A team of European and US scientists showed an AI program more than 100,000 images of both malignant melanomas, and harmless moles.
While Dermatologists detected 71.3 per cent of cancers, the AI detected a whopping 95 per cent.
The deep learning convolutional neural network, which uses machine learning, was up against 58 dermatologists in the study. Researchers say the AI missed fewer melanomas, and was less likely to misdiagnose moles.
“The CNN works like the brain of a child,” Professor Holger Haenssle, senior managing physician at the Department of Dermatology, University of Heidelberg, Germany, explained.
Professor Haenssle says this means it needs training – which is where the 100,000 images (each magnified 10 times) came in. As they were shown to the AI, it learned.
“After finishing the training, we created two test sets of images from the Heidelberg library that had never been used for training and therefore were unknown to the CNN,” Professor Haenssle says.
“One set of 300 images was built to solely test the performance of the CNN. Before doing so, 100 of the most difficult lesions were selected to test real dermatologists in comparison to the results of the CNN.”
58 Dermatologists from 17 countries took part in the study. 17 with less than two years experience, 11 with two to five years and 30 with more than five years experience.
Oxford University Press explains how it went down:
The dermatologists were asked to first make a diagnosis of malignant melanoma or benign mole just from the dermoscopic images (level I) and make a decision about how to manage the condition (surgery, short-term follow-up, or no action needed). Then, four weeks later they were given clinical information about the patient (including age, sex and position of the lesion) and close-up images of the same 100 cases (level II) and asked for diagnoses and management decisions again.
In level I, the dermatologists accurately detected an average of 86.6% of melanomas, and correctly identified an average of 71.3% of lesions that were not malignant. However, when the CNN was tuned to the same level as the physicians to correctly identify benign moles (71.3%), the CNN detected 95% of melanomas. At level II, the dermatologists improved their performance, accurately diagnosing 88.9% of malignant melanomas and 75.7% that were not cancer.
“The CNN missed fewer melanomas, meaning it had a higher sensitivity than the dermatologists, and it misdiagnosed fewer benign moles as malignant melanoma, which means it had a higher specificity; this would result in less unnecessary surgery,” said Professor Haenssle.
“When dermatologists received more clinical information and images at level II, their diagnostic performance improved.
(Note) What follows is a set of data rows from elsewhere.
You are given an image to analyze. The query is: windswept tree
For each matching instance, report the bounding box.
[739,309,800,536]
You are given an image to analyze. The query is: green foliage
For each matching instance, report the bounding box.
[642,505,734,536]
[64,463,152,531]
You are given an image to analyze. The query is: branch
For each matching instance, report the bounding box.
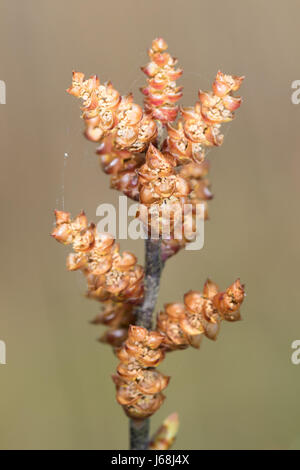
[130,238,163,450]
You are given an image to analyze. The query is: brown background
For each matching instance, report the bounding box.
[0,0,300,449]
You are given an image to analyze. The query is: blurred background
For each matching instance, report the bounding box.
[0,0,300,449]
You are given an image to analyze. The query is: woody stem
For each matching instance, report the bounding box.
[129,121,164,450]
[130,238,163,450]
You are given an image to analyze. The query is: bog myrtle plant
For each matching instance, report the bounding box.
[52,38,244,450]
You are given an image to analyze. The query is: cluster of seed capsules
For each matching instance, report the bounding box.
[52,211,144,348]
[52,38,244,426]
[113,279,244,420]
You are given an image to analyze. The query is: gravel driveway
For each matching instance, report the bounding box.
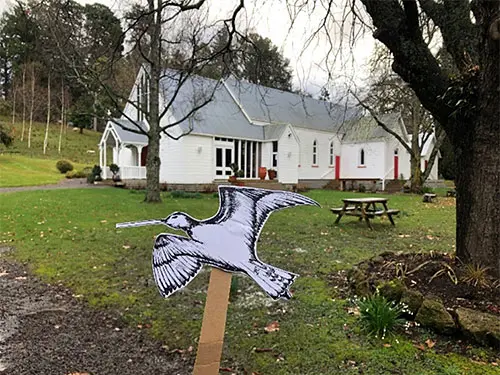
[0,248,194,375]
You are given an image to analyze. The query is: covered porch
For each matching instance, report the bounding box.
[99,119,148,180]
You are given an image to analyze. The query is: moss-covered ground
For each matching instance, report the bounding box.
[0,188,499,375]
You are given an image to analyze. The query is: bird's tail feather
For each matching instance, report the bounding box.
[244,261,298,299]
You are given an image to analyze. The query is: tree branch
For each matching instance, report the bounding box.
[351,91,412,154]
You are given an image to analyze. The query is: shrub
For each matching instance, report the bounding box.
[357,293,404,339]
[420,186,434,194]
[109,163,120,177]
[66,168,91,178]
[170,190,203,199]
[56,160,73,173]
[91,165,102,181]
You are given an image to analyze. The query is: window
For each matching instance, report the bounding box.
[359,148,365,165]
[273,141,278,168]
[313,140,318,165]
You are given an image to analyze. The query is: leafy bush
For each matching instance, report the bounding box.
[357,293,405,339]
[66,168,92,178]
[56,160,73,173]
[85,165,102,184]
[109,163,120,177]
[170,190,203,199]
[420,186,434,194]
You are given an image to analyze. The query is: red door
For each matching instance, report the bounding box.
[335,155,340,180]
[141,146,148,167]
However, the CNN, which was still working solely from the dermoscopic images with no additional clinical information, continued to out-perform the physicians’ diagnostic abilities.”
The expert dermatologists performed better at level I than the less experienced dermatologists and were better at detecting malignant melanomas. However, their average ability to make the correct diagnosis was still worse than the CNN at both levels.
“These findings show that deep learning convolutional neural networks are capable of out-performing dermatologists, including extensively trained experts, in the task of detecting melanomas,” he said.
The incidence of malignant melanoma is increasing, with an estimated 232,000 new cases worldwide and around 55,500 deaths from the disease each year. It can be cured if detected early, but many cases are only diagnosed when the cancer is more advanced and harder to treat.
“This CNN may serve physicians involved in skin cancer screening as an aid in their decision whether to biopsy a lesion or not. Most dermatologists already use digital dermoscopy systems to image and store lesions for documentation and follow-up. The CNN can then easily and rapidly evaluate the stored image for an ‘expert opinion’ on the probability of melanoma. We are currently planning prospective studies to assess the real-life impact of the CNN for physicians and patients.”
The study has some limitations, which include the fact that the dermatologists were in an artificial setting where they knew they were not making “life or death” decisions; the test sets did not include the full range of skin lesions; there were fewer validated images from non-Caucasian skin types and genetic backgrounds; and the fact that doctors may not always follow the recommendation of a CNN they don’t trust.
“Currently, diagnostic accuracy for melanoma is dependent on the experience and training of the treating doctor,” Dr Victoria Mar of Monash University in Melbourne, and Professor H Peter Soyer from The University of Queensland said of the study.
“This shows that artificial intelligence promises a more standardised level of diagnostic accuracy, such that all people, regardless of where they live or which doctor they see, will be able to access reliable diagnostic assessment.”
But before AI could become standard in clinics, the difficulty of imaging some melanomas on sites such as the fingers, toes and scalp, and how to train AI sufficiently to recognise atypical melanomas and ones that patients are unaware of needs to be considered.
“Currently, there is no substitute for a thorough clinical examination,” they say.
“However, 2D and 3D total body photography is able to capture about 90 to 95 per cent of the skin surface and given exponential development of imaging technology we envisage that sooner than later, automated diagnosis will change the diagnostic paradigm in dermatology.”